Comments

  1. says

    To prevent this kind of thing happening, I put an alluminium lath/profile or something similar in every bucket in the garden, so animals that fall in can climb out.

  2. says

    Oh, eek.

    I had a horror a year ago: I was on a trip to Europe and came home and several mice had fallen into my large garbage bin downstairs. Two had died and the survivor had eaten pieces of its compatriots. All I could think (as I freed the survivor and hosed out the bin) was that Harlan Ellison would have written a story from the mouse’s perspective.

  3. says

    Yeah, whenever I am away, there is a bin liner in the bin and I leave a towel on the edge of the sink so mousies can climb out. If any of them swan-die into the toilet, it’s their problem. My sympathy only extends so far.

  4. says

    I don’t know from mice, but rats will eat a rat corpse if no one comes along and removes the body, and it’s not generally from hunger, but corpse stench attracts predators. Of course, if you’re stranded and stuck somewhere, with no food for days, well…even people do that.

  5. vucodlak says

    Oh eurgh. Poor mousey.

    I once found a frog in one of my root-watering cups. It was hopping around in the bottom, stuck, so I thought: “Well, I’ll just fill up the cup with water, like usual, and the frog can just swim out. That should be less traumatic for it than me picking it up, and it’s not like it’ll drown.”

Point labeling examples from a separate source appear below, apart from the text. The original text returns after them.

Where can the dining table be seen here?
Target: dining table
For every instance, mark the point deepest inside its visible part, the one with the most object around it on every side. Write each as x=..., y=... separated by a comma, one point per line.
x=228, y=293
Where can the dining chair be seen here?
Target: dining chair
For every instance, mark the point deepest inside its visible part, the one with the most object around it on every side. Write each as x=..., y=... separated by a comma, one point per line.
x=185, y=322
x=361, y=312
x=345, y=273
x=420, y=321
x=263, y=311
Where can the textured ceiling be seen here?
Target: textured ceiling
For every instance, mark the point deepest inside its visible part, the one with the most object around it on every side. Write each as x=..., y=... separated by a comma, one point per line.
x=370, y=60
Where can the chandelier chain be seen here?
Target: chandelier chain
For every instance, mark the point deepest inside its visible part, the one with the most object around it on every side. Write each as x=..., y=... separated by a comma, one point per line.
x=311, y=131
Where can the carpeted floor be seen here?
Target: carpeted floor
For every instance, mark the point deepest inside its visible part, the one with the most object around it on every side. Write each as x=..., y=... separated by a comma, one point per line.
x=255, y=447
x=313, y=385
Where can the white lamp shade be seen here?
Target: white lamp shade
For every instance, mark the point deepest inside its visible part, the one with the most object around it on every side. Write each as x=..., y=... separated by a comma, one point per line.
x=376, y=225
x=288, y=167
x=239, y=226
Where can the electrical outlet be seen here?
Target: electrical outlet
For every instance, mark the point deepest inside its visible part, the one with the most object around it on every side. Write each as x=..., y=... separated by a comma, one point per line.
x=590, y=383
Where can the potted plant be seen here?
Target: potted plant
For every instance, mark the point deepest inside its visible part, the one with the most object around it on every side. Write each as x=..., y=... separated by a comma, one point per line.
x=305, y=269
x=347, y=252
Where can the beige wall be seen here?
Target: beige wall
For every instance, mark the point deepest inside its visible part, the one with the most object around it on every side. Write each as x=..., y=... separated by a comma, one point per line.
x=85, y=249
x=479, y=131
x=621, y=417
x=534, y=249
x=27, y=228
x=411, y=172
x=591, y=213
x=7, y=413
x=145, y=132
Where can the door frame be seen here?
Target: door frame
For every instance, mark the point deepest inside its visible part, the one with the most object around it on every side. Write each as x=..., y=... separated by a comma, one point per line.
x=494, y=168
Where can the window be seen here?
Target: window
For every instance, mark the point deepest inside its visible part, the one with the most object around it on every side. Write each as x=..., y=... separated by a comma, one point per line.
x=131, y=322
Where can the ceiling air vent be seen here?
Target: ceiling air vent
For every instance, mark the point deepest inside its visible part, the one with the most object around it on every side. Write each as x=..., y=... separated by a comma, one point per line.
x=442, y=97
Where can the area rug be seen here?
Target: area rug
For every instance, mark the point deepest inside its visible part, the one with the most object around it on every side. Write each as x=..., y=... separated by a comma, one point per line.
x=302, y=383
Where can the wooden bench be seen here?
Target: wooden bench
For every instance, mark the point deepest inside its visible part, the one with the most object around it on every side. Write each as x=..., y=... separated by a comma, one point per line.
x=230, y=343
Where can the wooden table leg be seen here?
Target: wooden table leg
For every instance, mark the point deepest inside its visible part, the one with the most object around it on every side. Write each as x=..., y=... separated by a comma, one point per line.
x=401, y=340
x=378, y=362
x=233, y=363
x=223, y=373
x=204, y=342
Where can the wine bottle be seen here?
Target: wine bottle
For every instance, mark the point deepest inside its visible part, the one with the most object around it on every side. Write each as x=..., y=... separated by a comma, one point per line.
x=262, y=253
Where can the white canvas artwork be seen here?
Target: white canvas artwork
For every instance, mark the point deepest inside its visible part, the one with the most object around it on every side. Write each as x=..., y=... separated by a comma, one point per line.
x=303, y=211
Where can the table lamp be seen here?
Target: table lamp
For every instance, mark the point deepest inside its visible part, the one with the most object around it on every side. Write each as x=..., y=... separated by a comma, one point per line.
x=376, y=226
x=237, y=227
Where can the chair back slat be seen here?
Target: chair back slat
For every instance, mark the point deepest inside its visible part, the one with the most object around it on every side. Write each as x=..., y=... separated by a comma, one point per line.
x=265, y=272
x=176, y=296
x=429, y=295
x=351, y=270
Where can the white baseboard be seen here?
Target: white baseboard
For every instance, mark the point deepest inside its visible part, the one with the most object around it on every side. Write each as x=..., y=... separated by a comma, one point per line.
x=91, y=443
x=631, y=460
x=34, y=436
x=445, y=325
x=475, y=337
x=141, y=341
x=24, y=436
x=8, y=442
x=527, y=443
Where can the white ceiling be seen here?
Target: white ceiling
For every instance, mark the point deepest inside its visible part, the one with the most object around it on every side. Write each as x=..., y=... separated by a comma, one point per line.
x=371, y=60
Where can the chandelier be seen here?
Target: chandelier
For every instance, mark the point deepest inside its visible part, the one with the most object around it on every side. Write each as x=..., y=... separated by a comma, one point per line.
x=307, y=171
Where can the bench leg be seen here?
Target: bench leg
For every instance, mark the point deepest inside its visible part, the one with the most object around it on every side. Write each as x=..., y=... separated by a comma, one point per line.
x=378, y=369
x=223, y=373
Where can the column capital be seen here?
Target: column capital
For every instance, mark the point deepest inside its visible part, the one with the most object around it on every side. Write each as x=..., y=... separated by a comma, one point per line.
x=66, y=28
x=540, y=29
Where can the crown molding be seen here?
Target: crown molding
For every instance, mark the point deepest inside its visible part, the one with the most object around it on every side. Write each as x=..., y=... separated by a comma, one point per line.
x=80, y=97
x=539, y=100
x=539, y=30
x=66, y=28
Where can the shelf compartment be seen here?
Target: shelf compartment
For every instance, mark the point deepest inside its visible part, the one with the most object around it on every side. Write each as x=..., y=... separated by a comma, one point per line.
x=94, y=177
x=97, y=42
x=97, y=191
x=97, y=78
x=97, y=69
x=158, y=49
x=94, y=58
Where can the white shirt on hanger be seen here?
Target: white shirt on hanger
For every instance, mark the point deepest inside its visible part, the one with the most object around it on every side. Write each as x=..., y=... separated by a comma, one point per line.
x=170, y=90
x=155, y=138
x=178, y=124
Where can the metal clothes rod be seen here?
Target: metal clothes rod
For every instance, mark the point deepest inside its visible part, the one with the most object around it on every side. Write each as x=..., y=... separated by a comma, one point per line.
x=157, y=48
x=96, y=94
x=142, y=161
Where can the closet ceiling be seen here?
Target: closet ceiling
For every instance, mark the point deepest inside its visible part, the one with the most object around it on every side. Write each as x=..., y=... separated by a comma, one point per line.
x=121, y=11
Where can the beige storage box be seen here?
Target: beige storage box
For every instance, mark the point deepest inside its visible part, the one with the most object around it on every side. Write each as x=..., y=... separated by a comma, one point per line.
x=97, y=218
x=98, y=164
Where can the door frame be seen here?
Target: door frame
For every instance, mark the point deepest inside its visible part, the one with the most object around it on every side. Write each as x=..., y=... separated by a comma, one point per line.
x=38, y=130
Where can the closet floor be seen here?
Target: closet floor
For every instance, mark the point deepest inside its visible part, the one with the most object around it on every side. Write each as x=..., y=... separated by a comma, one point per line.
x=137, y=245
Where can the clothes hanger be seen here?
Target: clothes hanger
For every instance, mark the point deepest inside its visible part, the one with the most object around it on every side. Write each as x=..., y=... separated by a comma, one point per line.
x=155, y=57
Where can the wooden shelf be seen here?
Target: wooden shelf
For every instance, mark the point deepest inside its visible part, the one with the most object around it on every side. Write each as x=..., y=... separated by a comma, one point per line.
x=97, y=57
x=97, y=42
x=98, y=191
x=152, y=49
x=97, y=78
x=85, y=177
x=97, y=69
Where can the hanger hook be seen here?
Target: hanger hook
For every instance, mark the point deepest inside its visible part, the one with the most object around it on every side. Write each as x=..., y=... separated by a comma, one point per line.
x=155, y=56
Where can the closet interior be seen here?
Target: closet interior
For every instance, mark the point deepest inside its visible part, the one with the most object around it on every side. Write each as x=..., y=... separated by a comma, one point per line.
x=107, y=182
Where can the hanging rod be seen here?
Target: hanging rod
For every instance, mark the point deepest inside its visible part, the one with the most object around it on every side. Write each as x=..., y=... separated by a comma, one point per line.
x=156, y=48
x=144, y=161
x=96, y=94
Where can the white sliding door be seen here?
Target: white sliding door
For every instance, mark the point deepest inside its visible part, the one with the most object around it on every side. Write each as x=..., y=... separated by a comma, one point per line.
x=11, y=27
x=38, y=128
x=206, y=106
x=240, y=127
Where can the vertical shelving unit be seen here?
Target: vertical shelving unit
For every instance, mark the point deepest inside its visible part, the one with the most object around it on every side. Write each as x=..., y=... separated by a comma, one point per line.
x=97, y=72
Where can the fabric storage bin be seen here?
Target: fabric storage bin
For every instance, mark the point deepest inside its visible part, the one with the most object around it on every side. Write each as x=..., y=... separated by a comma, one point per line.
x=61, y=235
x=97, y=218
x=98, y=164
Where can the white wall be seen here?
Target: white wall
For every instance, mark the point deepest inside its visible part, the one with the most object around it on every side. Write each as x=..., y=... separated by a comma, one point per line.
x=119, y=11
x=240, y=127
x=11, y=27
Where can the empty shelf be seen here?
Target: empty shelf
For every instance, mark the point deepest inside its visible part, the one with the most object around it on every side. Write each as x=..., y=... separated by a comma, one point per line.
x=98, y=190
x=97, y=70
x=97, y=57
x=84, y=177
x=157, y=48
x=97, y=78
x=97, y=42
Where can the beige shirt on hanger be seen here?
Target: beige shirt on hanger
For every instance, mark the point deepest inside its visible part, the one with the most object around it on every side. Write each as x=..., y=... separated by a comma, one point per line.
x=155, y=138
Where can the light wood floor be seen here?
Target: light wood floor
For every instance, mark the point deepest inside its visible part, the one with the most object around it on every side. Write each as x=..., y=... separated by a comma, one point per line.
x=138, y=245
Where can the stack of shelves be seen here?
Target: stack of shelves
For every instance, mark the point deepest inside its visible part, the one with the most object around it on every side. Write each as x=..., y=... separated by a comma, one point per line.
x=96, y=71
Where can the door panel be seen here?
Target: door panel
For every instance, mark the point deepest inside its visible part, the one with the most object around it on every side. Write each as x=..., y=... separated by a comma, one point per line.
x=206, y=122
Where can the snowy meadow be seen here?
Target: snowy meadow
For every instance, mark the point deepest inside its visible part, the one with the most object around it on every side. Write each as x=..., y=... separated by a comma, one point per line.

    I was wrong. I’m not sure what happened, but the frog went stiff as a board, quite dead, the moment the water hit it. The water was about the same temperature as the air (around 90F); I checked it to make sure it wasn’t hot or cold before I put it in.

    I use large sports-drink bottles to water my roots now. It’s a little annoying to unsrew the lids every time I water, but no more dead critters.